産前産後のサポート体制やママや赤ちゃん向けの教室も楽しみにしている方は是非事前にご確認してください。
希望の出産方法は?
希望の出産方法がある場合は、希望している出産方法での対応が可能な産婦人科や助産院を選ぶ必要があります。
医療処置が必要な無痛分娩は助産院では対応が出来ないため、医療機関での出産を選択するしかありません。
逆に、分娩台に拘束されずに自由な姿勢で出産したい場合は助産院での出産が好ましいでしょう。
妊娠してすぐに、希望の出産方法を考えることは難しいと思いますので、まずは、どんな出産方法があるのかを知っていただき、興味がある出産方法での対応が可能かを確認してから選ぶようするといいでしょう。
費用は施設によって違う?
出産にかかる費用も施設によって多少異なりますが、費用は地域と出産方法で大きく変動します。分娩・入院費用の平均は、地方に比べて東京など都心部の方が高い傾向にあります。
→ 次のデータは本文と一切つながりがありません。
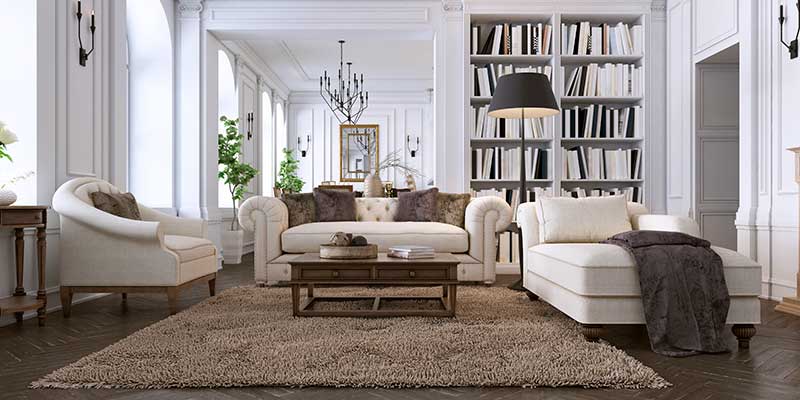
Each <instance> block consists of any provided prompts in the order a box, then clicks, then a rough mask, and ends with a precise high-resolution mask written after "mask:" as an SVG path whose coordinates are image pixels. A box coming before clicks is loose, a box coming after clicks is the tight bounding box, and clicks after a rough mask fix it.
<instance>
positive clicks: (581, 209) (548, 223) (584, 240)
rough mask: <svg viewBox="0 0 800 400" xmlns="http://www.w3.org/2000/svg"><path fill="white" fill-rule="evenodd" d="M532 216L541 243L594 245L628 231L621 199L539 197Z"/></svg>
mask: <svg viewBox="0 0 800 400" xmlns="http://www.w3.org/2000/svg"><path fill="white" fill-rule="evenodd" d="M536 217H537V219H538V220H539V240H540V242H541V243H596V242H599V241H601V240H605V239H608V238H609V237H611V236H614V235H616V234H618V233H621V232H626V231H629V230H631V229H632V228H631V221H630V217H629V216H628V208H627V200H626V199H625V196H609V197H586V198H580V199H573V198H568V197H543V198H541V199H539V201H537V202H536Z"/></svg>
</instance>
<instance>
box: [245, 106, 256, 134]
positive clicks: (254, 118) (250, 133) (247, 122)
mask: <svg viewBox="0 0 800 400" xmlns="http://www.w3.org/2000/svg"><path fill="white" fill-rule="evenodd" d="M253 120H255V117H254V116H253V112H252V111H250V112H249V113H247V118H246V121H247V140H250V139H252V138H253Z"/></svg>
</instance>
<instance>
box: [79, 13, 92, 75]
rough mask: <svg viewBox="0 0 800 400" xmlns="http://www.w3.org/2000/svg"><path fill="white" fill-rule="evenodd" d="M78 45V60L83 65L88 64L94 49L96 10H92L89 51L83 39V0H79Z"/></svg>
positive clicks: (81, 64) (89, 28)
mask: <svg viewBox="0 0 800 400" xmlns="http://www.w3.org/2000/svg"><path fill="white" fill-rule="evenodd" d="M77 16H78V45H79V46H80V49H79V50H78V62H79V63H80V64H81V66H82V67H85V66H86V61H88V60H89V54H92V52H93V51H94V30H95V25H94V10H92V24H91V25H90V26H89V30H90V31H91V32H92V48H91V50H89V51H86V49H84V48H83V40H82V39H81V17H83V13H81V1H80V0H78V13H77Z"/></svg>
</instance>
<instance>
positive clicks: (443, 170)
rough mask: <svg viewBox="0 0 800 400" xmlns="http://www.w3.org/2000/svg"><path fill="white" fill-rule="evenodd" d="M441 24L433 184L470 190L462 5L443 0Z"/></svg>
mask: <svg viewBox="0 0 800 400" xmlns="http://www.w3.org/2000/svg"><path fill="white" fill-rule="evenodd" d="M442 7H443V10H444V13H443V15H444V17H443V18H444V22H443V23H442V24H441V25H440V28H439V30H438V31H437V32H436V38H435V41H434V52H435V60H436V63H435V65H436V67H435V71H434V80H435V87H436V90H435V92H434V110H435V111H434V115H435V121H436V122H435V124H436V126H435V130H436V132H435V137H436V145H435V149H434V151H435V152H436V170H435V173H434V176H435V184H436V186H437V187H439V189H440V190H442V191H445V192H456V193H458V192H465V191H467V190H469V184H468V179H469V174H468V168H467V154H468V151H469V150H468V146H467V136H466V134H465V132H464V122H465V116H464V85H465V80H464V69H465V65H464V64H465V55H464V4H463V2H462V1H460V0H455V1H445V2H444V3H443V5H442Z"/></svg>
これはサービスの充実した施設・医療機関が多いことが要因だと考えられます。
また、無痛分娩は麻酔や陣痛促進剤などの医療行為を行う分、自然分娩と比べ、10~20万ほど高くなります。出産育児一時金の範囲内で収まるか、追加費用が発生するどうかは事前に確認しておくようにしましょう。
里帰り出産の場合…
里帰り出産は、実家で家族のサポートを受けながら出産・育児を行う方法です。一般的な里帰りの時期(妊娠32週頃)までは自宅や職場近くで妊婦検診を受け、里帰り以降は、ご実家などの近くの病院で対応します。
メリットとして、家事や育児のサポートが受けられる安心感がありますが、夫と離れて生活することで、父親としての実感が湧きにくい、育児方針の違いで家族と意見が合わないなどのデメリットもあります。
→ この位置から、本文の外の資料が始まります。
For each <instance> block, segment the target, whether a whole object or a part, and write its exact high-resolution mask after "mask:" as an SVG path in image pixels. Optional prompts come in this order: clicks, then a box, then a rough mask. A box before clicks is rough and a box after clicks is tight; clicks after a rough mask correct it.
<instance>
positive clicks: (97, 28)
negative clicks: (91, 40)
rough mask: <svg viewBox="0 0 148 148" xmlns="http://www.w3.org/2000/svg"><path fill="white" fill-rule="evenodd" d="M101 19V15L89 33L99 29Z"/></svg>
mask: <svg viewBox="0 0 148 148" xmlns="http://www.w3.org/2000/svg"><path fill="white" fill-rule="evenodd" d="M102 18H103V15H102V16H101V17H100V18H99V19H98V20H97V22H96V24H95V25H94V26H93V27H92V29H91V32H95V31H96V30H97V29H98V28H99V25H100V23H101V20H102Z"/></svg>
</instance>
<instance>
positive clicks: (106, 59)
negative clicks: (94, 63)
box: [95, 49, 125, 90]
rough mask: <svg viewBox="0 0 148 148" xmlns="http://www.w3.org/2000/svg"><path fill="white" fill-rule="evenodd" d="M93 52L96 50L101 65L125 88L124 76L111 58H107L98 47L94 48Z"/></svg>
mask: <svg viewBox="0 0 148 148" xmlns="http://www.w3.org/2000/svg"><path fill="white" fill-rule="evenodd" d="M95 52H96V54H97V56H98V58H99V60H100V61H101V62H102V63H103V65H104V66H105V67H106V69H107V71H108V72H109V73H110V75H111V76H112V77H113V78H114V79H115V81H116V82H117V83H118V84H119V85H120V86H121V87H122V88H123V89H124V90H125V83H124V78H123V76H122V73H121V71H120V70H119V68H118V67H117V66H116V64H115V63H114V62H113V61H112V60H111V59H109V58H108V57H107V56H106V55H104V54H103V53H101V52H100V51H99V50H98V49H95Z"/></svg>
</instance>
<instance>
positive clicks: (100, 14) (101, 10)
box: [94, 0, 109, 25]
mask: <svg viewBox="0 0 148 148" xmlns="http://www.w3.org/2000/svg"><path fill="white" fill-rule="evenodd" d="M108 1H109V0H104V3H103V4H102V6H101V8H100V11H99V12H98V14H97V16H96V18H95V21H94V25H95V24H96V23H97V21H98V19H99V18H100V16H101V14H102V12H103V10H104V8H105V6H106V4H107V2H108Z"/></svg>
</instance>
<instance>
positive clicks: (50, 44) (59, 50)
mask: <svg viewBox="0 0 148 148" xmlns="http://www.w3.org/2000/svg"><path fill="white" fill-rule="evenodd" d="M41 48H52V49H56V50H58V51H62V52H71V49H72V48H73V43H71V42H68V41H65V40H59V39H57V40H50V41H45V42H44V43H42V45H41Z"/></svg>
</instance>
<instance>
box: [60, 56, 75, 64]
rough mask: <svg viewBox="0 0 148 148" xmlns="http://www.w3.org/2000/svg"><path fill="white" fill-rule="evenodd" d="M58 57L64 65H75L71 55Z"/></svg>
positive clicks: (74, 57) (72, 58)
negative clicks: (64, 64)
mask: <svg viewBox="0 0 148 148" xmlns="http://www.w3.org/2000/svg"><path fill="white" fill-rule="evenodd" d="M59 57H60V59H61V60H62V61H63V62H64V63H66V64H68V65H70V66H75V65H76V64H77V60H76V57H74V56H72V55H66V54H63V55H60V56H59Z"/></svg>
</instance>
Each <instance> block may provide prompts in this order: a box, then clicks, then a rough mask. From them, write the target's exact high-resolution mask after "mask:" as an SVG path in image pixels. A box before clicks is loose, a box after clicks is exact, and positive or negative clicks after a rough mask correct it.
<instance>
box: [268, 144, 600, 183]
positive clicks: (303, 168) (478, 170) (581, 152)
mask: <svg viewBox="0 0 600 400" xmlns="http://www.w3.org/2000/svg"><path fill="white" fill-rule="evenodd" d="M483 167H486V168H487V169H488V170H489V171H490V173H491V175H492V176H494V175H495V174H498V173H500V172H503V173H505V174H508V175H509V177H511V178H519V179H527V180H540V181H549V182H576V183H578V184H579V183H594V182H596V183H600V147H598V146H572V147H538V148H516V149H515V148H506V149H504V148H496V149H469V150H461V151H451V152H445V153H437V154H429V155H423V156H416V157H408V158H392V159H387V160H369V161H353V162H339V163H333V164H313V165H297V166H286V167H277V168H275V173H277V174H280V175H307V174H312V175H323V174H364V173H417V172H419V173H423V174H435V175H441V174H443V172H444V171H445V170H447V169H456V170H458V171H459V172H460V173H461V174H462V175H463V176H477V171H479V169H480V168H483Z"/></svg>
また、里帰り先の病院での分娩予約や紹介状の手配など、事前の準備が必要です。特に人気が高い病院や希望者や分娩数が多い時期では、希望の病院で予約が取れない場合があるので注意して、はやめに動くようにしましょう。
まとめ
妊娠してすぐだと、何を基準に考えればいいか難しいかもしれませんが、出産施設の選択は、妊婦さんの希望やライフスタイル、医療的なニーズに応じて慎重に行う必要があります。各施設の特徴やサービス内容を理解することはもちろん、助産師との相性など、ご自分にとって最適な環境を選ぶことが、安心した出産に繋がります。